Ha, I feel ridiculous, putting this in a public forum, but I am just so in love with this kitten. He really completes our little family! 

Please share your favorite kitty affections!


----------



## chuck72 (Jan 30, 2012)

I read somewhere that when a cat touches their face to yours - you have received the highest compliment possible. Yep, I was "awwwwww"ing the whole time I read your post. I am very lucky myself with one of our kitties who comes to bed every night and keeps us awake with lawnmower-like purring, nudges and nibbles. She is snow white and when I come to bed I see her two huge dark eyes. During the day she can be a terror, but I love it. Ok, I'm obsessed. It is all a cat slave could ask for. Anyway, don't feel ridiculous. You are in good company. This is the place to post all your cat stuff! Do you have pics of Buster?


----------



## Cat Lover Lennie (Jan 7, 2013)

You are blessed with that baby! Awwwww! I have heard that is the greatest form of compliment too. Of my 4, Sammi gets right in my face whenever he can. I swear, he rubs my face and then spends an inordinate amount of time sniffing up my nose and then he goes for a good mouth sniff. Guess he wants to see what I've been into when he was sleeping!
But Rambo is my champion head butt guy. He slams his head into my face whenever he gets a chance........he also sleeps with his head on my hand....holding my hand with his paws. So then I can't move! The things we do for the love of our babies! Wouldn't have it any other way!


----------



## zuma (Nov 5, 2009)

Awww, so sweet! 

My sweet kitty Leelu usually comes up to me when I'm watching tv and meows loudly until I stretch out and motion to her to jump up on my chest. She'll purr, knead and head butt me for a good five minutes and then at least half the time she rolls over on her back for tummy rubs with her wet nose on my neck. 
I can't even say how much I love it when she does that. It took a good two years together to get to the point where she rolls over on top of me or falls asleep deep enough to dream. She's always been affectionate, but at the same time she was almost on guard and never completely relaxed for the first two years or so. Now I'm so bonded to her, it's kind of ridiculous. 

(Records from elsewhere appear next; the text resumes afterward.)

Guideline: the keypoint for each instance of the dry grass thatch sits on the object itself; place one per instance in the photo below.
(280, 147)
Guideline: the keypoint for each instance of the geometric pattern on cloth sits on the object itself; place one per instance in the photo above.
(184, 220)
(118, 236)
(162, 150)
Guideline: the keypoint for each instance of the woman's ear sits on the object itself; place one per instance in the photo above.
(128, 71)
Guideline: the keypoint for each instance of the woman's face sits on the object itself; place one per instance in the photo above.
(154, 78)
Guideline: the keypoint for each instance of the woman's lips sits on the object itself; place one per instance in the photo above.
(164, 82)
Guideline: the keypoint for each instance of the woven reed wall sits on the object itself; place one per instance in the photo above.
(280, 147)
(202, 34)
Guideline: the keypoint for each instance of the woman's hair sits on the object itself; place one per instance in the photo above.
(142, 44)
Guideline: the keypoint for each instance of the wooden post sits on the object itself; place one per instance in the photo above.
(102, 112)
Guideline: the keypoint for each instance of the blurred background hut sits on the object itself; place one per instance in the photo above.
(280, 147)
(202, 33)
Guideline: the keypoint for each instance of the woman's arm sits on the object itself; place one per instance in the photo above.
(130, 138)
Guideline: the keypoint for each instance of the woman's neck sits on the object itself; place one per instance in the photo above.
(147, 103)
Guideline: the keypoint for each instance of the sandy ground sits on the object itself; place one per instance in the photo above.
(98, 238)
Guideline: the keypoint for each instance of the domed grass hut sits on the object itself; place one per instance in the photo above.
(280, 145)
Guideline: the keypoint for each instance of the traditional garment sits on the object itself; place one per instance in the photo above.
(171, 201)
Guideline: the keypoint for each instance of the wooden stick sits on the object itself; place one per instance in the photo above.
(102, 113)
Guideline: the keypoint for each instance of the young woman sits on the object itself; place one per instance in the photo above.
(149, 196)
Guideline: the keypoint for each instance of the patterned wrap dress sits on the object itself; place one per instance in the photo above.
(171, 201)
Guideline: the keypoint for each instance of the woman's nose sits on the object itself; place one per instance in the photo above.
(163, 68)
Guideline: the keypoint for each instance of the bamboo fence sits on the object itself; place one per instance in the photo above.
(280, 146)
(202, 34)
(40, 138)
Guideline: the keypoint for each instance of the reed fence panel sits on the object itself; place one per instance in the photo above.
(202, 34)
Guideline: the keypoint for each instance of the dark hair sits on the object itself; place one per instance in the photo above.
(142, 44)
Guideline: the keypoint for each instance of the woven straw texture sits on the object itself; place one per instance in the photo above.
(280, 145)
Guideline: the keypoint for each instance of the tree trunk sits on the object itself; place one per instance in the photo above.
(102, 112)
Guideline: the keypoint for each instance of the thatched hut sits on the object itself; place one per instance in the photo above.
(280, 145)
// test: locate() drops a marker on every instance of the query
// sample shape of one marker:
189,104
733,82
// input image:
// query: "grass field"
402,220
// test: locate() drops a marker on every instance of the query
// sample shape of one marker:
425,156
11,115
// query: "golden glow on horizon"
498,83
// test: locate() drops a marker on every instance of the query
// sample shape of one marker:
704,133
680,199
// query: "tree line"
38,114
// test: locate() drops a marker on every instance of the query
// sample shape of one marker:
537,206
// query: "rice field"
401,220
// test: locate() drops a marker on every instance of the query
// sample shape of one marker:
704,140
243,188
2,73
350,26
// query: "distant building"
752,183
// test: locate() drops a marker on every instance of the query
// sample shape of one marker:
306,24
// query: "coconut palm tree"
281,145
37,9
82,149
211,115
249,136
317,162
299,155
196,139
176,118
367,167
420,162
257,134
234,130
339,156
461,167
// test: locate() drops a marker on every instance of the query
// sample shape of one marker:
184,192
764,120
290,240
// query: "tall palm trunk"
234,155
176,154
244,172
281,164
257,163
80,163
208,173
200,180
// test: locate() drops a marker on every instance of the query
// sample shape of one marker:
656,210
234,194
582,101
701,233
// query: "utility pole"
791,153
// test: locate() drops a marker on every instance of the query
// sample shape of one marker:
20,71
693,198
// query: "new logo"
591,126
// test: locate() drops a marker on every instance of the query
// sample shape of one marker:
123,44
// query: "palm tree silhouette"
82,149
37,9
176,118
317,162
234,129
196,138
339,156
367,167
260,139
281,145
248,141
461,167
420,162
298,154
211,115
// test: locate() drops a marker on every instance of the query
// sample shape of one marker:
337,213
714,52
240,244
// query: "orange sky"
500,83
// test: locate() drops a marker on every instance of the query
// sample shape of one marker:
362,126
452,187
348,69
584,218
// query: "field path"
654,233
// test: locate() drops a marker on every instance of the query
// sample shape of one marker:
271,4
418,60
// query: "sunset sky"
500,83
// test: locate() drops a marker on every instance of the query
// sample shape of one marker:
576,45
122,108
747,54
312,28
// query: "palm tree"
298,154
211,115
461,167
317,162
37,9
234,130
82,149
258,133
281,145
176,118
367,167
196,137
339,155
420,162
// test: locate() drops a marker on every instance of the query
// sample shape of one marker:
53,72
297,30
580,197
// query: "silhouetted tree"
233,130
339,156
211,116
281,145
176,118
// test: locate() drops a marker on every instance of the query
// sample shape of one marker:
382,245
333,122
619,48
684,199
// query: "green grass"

Sent from Petguide.com Free App


----------



## Marcia (Dec 26, 2010)

What a treat to have such a loving furbaby! None of mine do anything quite that loving. Missy will trill a greeting to me when she is feeling good - less and less frequently as the weeks roll by. My Lacey will occasionally give me a head nudge if the stars are aligned perfectly - she is full of food and my lap is warm enough from the laptop. Enjoy it while it lasts, hopefully it will be like this the rest of his life!!


----------



## tezster (Jun 4, 2013)

What a wonderful experience 

Both of my cats do the nose-to-face greeting when lounging on my bed, Newton in particular, as displayed on my Avatar.


----------



## emilyatl (Sep 9, 2013)

One of my cats is 10 and he still does the nose nudge (a LOT). It's still very sweet and cute! Hopefully he won't outgrow it.


----------



## cat face (Apr 4, 2013)

Aww, thanks for sharing that, I could see it all as I was reading that 

My "Little" Belle (at this point 'little' is a bit of a joke, she is HUGE - very tall) has claimed her night sleeping quarters with me. She has relentlessly battled over this territory and is on constant guard. It must be like getting "Boardwalk" and "Park Place" (Monopoly reference).
She is one of the rare, RARE kitties that loves slow, almost massage like tickles on her belly to go to sleep by. But before she plops down by my side and manoeuvres her hind legs to wrap around my forearm so I won't forget (lol) she sneaks up, very quietly and gives me a nose to nose goodnight touch. It's quick and if I open my eyes, she will retreat (she is really shy). It often makes me wonder how often I get a nose touch during the night. 
She is also my alarm in the morning... and in Belle's universe that can be any time from 4:30 to 7 am! Nothing sweet here, just a trill, then a nice walk across my abdomen, making sure all four feet get their turn pressing on my very full bladder!! uughh!


----------



## ndiniz (Jun 29, 2009)

Love these stories! Cats can be such silly creatures. Believe it or not, Burmese & Bombay cats have a tendency to purr almost constantly. My black cat Nubey would purr quite loudly when laying on my lap, and as far as being rubbed on the face is concerned, he'd literally "bang" my chin by nudging it really hard, and lick me. He would do this quite often. Made me laugh to no end.


----------



## cat owner again (Dec 14, 2012)

My Mama kitty turned out to be the sweetest thing. I call it kitty massages, but when I pet her she rubs herself all over me and if I stop, she rubs her face along my hand. She is very talkative. 
Male purrs instantly when he is pet but he doesn't get close often. He's my outdoor wild kitty.


----------



## librarychick (May 25, 2008)

We have a mix here, but you're right that face-to-face contact is very intimate in any species 

Jitzu will allow me to kiss her on her head, once, occasionally. But she always looks annoyed after, lol.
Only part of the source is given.